Study: Comet, Not Asteroid, Killed Off the Dinosaurs

| by Sarah Fruchtnicht

The space rock believed to have wiped out dinosaurs 65 million years ago when it collided with earth was a comet, not an asteroid, according to a controversial new study.

Geochemistry tests performed on the 112-mile Chicxulub crater on Mexico's Yucatan peninsula - believed to be the impact site - analyzed levels of osmium and iridium. Levels of iridium, in particular, were lower than scientists previously thought. Researchers then concluded that a much smaller rock led to the extinction of dinosaurs and 70 percent of other species on Earth. The extraterrestrial rock, most likely a comet, would have been travelling very fast.

"You'd need an asteroid of about [three miles] diameter to contribute that much iridium and osmium. But an asteroid that size would not make a [112-mile] diameter crater," researcher from Dartmouth College Jason Moore told BBC News.

"So we said: how do we get something that has enough energy to generate that size of crater, but has much less rocky material? That brings us to comets.”

Unlike rocky asteroids, comets are comprised of a loose collection of ice, dust and small rocky particles. Comets range in size from a few kilometers to tens of kilometers across. They also have a tail, formed when heat from the sun vaporizes its ice and sends dust particles flying in the solar wind.

Not every scientist agrees with Moore's hypothesis. 

Dr. Gareth Collins, who researches impact cratering at Imperial College London, did not come to the same conclusion.
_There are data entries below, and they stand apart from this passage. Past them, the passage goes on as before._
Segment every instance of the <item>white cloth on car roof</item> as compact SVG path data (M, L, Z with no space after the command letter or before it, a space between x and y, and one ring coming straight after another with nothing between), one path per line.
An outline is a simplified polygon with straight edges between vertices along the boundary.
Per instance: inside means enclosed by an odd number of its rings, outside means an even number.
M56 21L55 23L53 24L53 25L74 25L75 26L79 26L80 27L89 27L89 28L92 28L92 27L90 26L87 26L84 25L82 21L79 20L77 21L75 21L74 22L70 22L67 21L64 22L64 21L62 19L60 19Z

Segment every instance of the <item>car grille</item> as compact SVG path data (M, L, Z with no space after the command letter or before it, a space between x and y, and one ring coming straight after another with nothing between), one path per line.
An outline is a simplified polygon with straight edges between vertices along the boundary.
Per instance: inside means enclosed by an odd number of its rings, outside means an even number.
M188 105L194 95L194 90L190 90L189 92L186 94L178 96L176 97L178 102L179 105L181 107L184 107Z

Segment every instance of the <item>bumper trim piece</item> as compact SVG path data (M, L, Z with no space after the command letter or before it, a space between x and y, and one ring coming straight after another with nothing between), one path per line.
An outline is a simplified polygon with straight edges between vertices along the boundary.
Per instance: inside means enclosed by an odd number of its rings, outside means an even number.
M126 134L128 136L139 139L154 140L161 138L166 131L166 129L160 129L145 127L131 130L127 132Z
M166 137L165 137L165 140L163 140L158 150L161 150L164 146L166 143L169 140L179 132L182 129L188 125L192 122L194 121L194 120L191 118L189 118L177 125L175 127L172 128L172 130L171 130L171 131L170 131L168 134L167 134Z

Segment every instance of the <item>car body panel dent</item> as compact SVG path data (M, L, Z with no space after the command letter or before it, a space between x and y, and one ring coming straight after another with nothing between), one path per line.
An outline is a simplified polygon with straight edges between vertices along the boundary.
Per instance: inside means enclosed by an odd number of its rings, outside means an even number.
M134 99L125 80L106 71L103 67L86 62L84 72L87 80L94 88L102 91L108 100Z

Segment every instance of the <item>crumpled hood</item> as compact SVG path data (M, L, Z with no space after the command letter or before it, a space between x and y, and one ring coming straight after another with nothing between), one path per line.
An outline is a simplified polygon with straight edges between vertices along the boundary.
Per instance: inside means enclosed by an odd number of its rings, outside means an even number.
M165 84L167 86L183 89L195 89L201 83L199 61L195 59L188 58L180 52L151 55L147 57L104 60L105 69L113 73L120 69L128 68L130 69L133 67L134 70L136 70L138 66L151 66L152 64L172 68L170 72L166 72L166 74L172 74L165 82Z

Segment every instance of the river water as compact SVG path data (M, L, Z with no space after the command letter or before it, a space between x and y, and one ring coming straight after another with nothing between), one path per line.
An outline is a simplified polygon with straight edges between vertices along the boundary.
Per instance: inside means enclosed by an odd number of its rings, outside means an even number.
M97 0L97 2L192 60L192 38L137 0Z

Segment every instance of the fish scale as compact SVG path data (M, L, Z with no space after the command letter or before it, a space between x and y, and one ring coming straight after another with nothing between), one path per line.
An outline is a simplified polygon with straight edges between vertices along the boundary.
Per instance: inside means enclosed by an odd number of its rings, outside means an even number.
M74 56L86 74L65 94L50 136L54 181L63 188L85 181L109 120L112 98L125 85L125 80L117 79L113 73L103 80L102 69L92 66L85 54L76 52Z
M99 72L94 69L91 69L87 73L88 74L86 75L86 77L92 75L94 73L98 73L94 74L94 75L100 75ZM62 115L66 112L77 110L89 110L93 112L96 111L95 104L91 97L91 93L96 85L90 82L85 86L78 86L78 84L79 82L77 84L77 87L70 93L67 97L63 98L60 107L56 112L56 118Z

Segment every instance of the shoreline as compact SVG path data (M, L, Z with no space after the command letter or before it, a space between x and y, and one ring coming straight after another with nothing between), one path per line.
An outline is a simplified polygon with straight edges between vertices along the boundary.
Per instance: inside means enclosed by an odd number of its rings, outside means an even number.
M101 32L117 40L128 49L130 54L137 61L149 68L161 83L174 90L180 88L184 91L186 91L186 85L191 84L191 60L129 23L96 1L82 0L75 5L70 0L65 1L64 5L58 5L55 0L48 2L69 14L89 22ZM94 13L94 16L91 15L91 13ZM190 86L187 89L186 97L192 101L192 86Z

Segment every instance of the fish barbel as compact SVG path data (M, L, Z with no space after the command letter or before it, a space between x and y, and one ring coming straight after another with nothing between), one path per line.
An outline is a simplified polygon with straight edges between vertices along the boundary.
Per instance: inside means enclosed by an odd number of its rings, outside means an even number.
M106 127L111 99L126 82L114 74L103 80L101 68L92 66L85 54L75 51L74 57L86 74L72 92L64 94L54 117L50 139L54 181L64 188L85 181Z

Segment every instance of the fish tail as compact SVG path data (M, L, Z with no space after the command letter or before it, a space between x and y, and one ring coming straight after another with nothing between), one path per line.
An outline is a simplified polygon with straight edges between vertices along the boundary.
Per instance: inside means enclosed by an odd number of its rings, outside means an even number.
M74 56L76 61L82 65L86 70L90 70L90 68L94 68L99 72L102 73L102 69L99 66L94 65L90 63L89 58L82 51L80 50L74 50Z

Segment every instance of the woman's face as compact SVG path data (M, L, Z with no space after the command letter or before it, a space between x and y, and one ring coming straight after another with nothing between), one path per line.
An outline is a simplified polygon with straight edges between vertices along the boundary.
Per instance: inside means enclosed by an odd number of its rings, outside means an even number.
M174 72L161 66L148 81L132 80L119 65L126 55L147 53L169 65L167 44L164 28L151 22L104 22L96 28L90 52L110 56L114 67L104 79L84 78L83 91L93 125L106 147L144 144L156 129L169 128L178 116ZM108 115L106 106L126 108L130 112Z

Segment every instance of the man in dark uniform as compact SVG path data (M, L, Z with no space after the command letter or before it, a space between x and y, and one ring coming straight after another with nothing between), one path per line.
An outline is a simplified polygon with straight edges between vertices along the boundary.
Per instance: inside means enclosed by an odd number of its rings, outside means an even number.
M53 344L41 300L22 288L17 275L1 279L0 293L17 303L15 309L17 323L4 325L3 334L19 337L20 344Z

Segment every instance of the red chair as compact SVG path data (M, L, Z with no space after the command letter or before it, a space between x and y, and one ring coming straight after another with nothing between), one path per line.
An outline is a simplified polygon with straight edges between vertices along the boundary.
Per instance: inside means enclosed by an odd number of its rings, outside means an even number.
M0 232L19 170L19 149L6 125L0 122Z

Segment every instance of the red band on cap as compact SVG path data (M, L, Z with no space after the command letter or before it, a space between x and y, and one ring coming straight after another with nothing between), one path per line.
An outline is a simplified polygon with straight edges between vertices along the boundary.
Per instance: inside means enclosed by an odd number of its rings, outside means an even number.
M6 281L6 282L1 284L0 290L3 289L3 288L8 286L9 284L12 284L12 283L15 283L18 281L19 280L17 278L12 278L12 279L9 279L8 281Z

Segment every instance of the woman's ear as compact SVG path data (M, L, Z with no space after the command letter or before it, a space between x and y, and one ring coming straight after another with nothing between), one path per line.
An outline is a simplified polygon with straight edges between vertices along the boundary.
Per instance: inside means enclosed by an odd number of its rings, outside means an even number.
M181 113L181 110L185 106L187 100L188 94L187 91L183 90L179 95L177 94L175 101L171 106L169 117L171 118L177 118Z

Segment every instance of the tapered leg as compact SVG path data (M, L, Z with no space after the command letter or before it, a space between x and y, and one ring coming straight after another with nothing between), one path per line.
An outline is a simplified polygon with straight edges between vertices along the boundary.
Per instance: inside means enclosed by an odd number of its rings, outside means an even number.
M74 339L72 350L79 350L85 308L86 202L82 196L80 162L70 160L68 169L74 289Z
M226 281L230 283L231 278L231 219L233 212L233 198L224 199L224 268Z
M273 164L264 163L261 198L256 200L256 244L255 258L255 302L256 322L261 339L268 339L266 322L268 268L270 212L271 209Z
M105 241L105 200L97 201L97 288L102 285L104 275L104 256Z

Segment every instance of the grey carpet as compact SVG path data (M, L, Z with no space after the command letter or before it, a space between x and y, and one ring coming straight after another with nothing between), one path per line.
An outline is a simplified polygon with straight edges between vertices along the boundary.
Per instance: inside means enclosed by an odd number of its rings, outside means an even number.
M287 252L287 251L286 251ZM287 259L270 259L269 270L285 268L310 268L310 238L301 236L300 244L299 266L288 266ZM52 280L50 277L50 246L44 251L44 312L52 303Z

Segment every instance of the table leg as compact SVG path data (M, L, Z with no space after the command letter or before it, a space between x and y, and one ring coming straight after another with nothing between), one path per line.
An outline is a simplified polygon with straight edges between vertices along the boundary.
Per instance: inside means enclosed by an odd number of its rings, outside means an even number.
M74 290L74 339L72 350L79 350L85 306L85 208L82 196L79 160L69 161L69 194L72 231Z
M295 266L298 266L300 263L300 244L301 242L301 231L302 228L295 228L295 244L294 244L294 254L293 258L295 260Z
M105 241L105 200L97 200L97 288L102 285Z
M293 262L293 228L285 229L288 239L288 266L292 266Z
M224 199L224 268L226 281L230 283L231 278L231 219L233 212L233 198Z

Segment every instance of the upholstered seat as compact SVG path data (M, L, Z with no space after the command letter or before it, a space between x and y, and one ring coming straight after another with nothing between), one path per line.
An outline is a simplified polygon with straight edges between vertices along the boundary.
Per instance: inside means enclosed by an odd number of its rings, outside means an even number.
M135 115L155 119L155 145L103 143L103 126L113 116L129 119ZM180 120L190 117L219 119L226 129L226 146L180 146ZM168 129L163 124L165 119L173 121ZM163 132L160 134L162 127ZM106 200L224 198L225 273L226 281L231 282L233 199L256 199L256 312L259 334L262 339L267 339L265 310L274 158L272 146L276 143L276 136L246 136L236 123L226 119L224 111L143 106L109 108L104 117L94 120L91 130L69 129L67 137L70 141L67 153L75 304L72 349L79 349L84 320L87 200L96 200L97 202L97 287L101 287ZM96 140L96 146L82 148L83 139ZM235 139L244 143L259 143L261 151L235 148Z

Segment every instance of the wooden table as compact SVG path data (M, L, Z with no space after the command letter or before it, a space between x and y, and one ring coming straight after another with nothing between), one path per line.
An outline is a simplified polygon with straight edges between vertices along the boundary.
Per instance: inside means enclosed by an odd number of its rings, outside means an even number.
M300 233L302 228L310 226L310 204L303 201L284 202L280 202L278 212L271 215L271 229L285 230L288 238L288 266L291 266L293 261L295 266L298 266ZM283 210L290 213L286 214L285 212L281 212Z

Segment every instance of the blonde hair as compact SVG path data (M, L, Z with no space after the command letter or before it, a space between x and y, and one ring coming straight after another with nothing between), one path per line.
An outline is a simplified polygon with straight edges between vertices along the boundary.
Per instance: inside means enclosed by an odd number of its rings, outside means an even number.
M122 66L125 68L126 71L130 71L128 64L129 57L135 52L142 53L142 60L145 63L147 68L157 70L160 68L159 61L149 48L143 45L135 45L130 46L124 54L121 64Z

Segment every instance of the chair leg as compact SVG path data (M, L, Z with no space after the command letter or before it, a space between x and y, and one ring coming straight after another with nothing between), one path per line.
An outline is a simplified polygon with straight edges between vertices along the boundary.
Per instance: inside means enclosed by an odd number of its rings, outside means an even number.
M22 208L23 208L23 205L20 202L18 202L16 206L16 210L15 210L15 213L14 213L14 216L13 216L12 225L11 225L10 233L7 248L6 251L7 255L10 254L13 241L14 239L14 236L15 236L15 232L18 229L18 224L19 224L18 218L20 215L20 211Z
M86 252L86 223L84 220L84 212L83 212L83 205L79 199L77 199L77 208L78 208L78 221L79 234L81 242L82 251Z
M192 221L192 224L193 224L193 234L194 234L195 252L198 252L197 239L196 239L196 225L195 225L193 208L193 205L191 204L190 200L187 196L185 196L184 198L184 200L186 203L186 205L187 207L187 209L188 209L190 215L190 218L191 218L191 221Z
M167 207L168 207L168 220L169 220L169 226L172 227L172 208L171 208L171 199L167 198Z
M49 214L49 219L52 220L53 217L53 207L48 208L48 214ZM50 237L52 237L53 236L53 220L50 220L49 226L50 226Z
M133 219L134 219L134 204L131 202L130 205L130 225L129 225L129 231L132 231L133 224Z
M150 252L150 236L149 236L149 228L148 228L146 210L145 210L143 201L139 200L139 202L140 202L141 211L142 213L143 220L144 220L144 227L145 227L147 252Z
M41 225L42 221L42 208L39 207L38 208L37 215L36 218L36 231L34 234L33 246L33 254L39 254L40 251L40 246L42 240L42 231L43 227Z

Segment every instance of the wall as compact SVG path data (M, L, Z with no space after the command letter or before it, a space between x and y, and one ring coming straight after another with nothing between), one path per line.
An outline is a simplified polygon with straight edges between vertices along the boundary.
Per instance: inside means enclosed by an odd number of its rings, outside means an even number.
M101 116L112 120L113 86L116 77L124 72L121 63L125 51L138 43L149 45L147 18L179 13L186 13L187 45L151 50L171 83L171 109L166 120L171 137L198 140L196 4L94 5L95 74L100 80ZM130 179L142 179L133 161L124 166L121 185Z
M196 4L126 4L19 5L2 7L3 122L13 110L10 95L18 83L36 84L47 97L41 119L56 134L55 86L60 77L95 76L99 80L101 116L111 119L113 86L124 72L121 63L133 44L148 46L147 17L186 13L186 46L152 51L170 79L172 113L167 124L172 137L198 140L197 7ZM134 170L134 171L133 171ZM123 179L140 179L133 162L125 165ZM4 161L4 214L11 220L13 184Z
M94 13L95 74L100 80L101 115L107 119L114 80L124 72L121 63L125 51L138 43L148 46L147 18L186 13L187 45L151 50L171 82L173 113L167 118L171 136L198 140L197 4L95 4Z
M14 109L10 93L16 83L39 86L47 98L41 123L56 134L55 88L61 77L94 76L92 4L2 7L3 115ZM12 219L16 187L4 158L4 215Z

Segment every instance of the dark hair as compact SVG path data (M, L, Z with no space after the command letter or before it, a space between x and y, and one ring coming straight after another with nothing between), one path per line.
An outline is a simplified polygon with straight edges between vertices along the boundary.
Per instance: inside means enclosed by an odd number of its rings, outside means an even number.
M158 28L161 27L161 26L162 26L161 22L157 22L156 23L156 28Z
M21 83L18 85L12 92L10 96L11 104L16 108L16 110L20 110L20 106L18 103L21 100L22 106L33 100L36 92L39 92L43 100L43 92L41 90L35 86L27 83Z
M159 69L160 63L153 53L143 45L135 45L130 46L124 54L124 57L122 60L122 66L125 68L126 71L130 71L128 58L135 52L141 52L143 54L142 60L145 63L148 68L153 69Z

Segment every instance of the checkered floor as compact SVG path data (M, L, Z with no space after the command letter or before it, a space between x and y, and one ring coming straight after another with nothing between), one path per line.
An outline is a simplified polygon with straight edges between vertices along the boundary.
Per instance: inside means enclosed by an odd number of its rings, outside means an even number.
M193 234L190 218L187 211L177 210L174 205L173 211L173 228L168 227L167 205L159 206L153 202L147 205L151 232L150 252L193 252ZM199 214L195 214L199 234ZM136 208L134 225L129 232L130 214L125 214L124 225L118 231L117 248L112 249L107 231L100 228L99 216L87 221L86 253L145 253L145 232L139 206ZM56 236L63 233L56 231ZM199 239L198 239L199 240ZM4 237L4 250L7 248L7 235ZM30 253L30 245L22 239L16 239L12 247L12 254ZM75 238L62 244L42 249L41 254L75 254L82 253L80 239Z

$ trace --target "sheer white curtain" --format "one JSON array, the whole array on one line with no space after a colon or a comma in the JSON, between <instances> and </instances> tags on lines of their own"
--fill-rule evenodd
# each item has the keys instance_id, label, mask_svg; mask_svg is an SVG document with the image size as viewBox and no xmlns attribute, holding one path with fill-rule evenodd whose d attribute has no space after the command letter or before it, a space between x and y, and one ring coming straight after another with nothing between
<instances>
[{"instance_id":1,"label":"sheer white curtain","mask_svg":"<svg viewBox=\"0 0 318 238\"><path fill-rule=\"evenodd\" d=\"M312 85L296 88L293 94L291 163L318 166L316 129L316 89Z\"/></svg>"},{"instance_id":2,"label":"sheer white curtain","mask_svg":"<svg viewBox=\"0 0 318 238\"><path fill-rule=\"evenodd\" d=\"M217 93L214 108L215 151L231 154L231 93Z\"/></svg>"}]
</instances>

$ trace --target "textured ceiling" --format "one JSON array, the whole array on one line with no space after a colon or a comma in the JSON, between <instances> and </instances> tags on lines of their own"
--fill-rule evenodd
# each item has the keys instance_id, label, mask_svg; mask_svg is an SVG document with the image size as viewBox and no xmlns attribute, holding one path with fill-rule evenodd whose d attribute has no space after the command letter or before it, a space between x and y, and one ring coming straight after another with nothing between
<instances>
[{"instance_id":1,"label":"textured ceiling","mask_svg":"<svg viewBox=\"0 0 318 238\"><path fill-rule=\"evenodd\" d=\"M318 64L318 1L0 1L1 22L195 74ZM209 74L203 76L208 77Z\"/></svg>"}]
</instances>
"I don't think it is possible to accurately determine the impactor size from geochemistry," he said. "The authors suggest that 75 percent of the impactor mass is distributed globally, and hence arrive at quite a small-sized impactor, but in reality this fraction could be lower than 20 percent." He added that this could still allow for the extinction event to have been caused by an asteroid.

Moore and his colleagues detailed their findings at the 44th Lunar and Planetary Science Conference in The Woodlands, Texas.